Je suis un homme, je n’ai pas besoin d’aide

Je me suis longtemps répété cette phrase lorsque j’allais moins bien dans ma vie, et je ne suis certainement pas le seul. Bien que je travaille dans la relation d’aide, j’ai encore cette barrière en moi m’empêchant de m’exprimer lorsque j’ai besoin des autres. Mais pourquoi c’est difficile pour un homme d’avouer son mal-être même à ses proches ?
Comme vous le savez peut-être, l’ALPABEM offre 10 conférences par année ayant comme sujet les différents enjeux touchant à la santé mentale. Pour commencer la saison, nous avons reçu l’animateur de radio et chroniqueur de télévision MC Gilles, de son vrai nom Dave-Éric Ouellet, pour parler de la demande d’aide chez les hommes. Durant la conférence, il a mentionné qu’il y a plusieurs années, il a été hospitalisé car il “avait touché le fond” et ne voyait plus la lumière. Sans entrer trop dans les détails, il disait qu’il ne voyait plus d’espoir, qu’il était persuadé que personne ne pouvait l’aider et qu’il était faible de ne pas pouvoir s’en sortir seul.
Son témoignage m’a beaucoup fait réfléchir sur moi-même et sur pourquoi j’ai un blocage quand je vais moins bien. C’est quand même hypocrite de ma part : je travaille dans un organisme en santé mentale, j’encourage l’autre à s’ouvrir quand le bobo est trop douloureux, à venir chercher l’aide des professionnels ou de leurs proches, mais moi-même je m’empêche de me montrer vulnérable devant les autres.
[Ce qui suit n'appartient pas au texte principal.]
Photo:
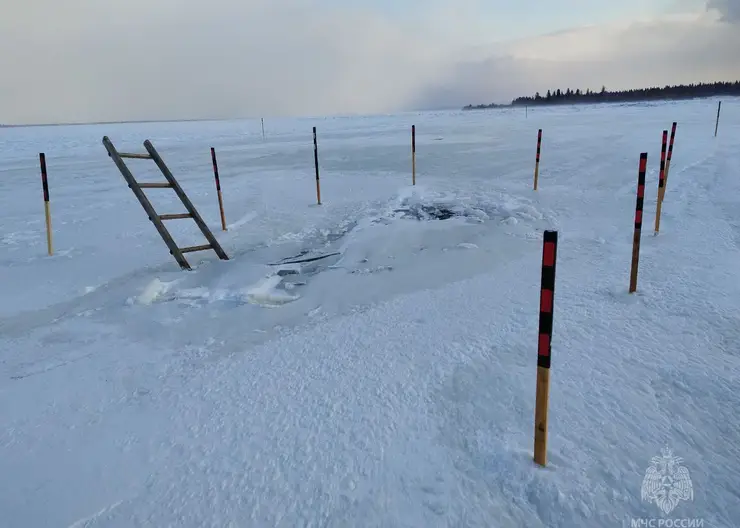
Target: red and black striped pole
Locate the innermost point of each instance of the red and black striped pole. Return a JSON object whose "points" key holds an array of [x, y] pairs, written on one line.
{"points": [[218, 189], [638, 221], [316, 164], [547, 294], [661, 181], [413, 154], [537, 159], [47, 209], [670, 155]]}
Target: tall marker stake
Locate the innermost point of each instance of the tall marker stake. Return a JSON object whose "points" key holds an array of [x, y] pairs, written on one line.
{"points": [[316, 164], [413, 154], [218, 189], [537, 159], [716, 127], [47, 210], [638, 221], [661, 182], [670, 155], [547, 294]]}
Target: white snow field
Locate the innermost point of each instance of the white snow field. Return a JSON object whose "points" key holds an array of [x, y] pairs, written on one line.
{"points": [[392, 384]]}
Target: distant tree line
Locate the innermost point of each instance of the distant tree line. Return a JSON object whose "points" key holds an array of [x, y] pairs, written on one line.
{"points": [[569, 96]]}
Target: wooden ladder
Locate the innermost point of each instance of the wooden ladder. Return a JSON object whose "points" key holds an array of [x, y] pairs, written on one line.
{"points": [[157, 219]]}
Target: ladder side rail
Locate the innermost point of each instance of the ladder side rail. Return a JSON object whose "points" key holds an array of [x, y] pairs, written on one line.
{"points": [[146, 204]]}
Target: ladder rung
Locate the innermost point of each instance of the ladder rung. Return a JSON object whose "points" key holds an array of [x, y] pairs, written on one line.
{"points": [[175, 216], [196, 248], [135, 156], [155, 185]]}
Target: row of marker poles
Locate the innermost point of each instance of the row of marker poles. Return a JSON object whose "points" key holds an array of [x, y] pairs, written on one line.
{"points": [[670, 156], [665, 166], [537, 159], [661, 181]]}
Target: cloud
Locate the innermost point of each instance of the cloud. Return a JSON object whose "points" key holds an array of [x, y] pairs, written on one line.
{"points": [[729, 9], [85, 60], [671, 50]]}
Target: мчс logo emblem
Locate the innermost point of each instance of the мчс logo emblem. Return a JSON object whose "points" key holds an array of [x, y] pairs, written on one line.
{"points": [[666, 482]]}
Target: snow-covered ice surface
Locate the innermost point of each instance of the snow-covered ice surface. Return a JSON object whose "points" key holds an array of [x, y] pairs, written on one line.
{"points": [[391, 383]]}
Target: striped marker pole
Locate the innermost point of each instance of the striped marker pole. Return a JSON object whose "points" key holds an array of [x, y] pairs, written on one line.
{"points": [[47, 210], [716, 127], [547, 294], [661, 182], [638, 221], [413, 154], [670, 155], [537, 159], [316, 164], [218, 189]]}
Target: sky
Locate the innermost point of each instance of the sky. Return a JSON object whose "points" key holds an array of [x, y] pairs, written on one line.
{"points": [[92, 60]]}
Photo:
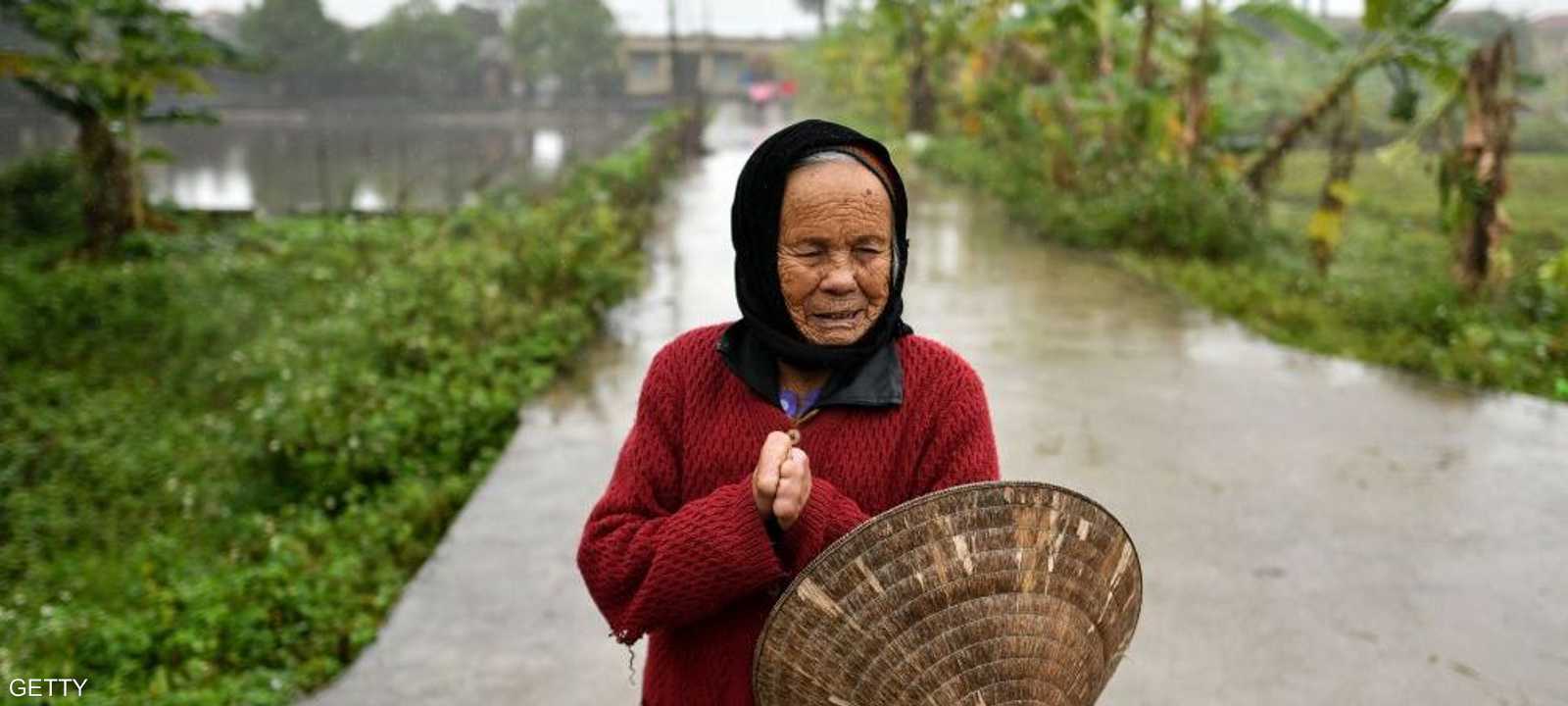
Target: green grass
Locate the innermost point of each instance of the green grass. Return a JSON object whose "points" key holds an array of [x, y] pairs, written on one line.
{"points": [[1390, 297], [223, 454]]}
Ce n’est pas nouveau que la société voit l’homme comme étant stoïque, en contrôle, fort, invincible, etc. Lorsque vous pensez à un “vrai” homme, qui avez-vous en tête ? Pour ma part, je pense à Clint Eastwood et James Bond. Ces modèles, provenant souvent de notre enfance, ont depuis longtemps influencé l’image de la masculinité et inconsciemment, nous l’avons internalisé. Dans les situations difficiles, nous avons appris à serrer les dents et à continuer d’aller de l’avant, coûte que coûte. Lorsqu’elles deviennent trop envahissantes, la consommation de substances, comme l’alcool ou les drogues, devient souvent la solution. Mal adapté, mais une solution quand même.
La santé mentale est un sujet très tabou pour l’homme. La peur d’être perçu comme faible parce qu’on souffre de dépression, par exemple, fait en sorte que les hommes vont beaucoup moins consulter, ou vont attendre au dernier moment pour le faire. Avouer que l’on pourrait avoir besoin d’aide vient attaquer l’ego que nous avons construit de nous-même. Initialement conçu pour nous protéger, notre égo vient ici mettre des bâtons dans les roues.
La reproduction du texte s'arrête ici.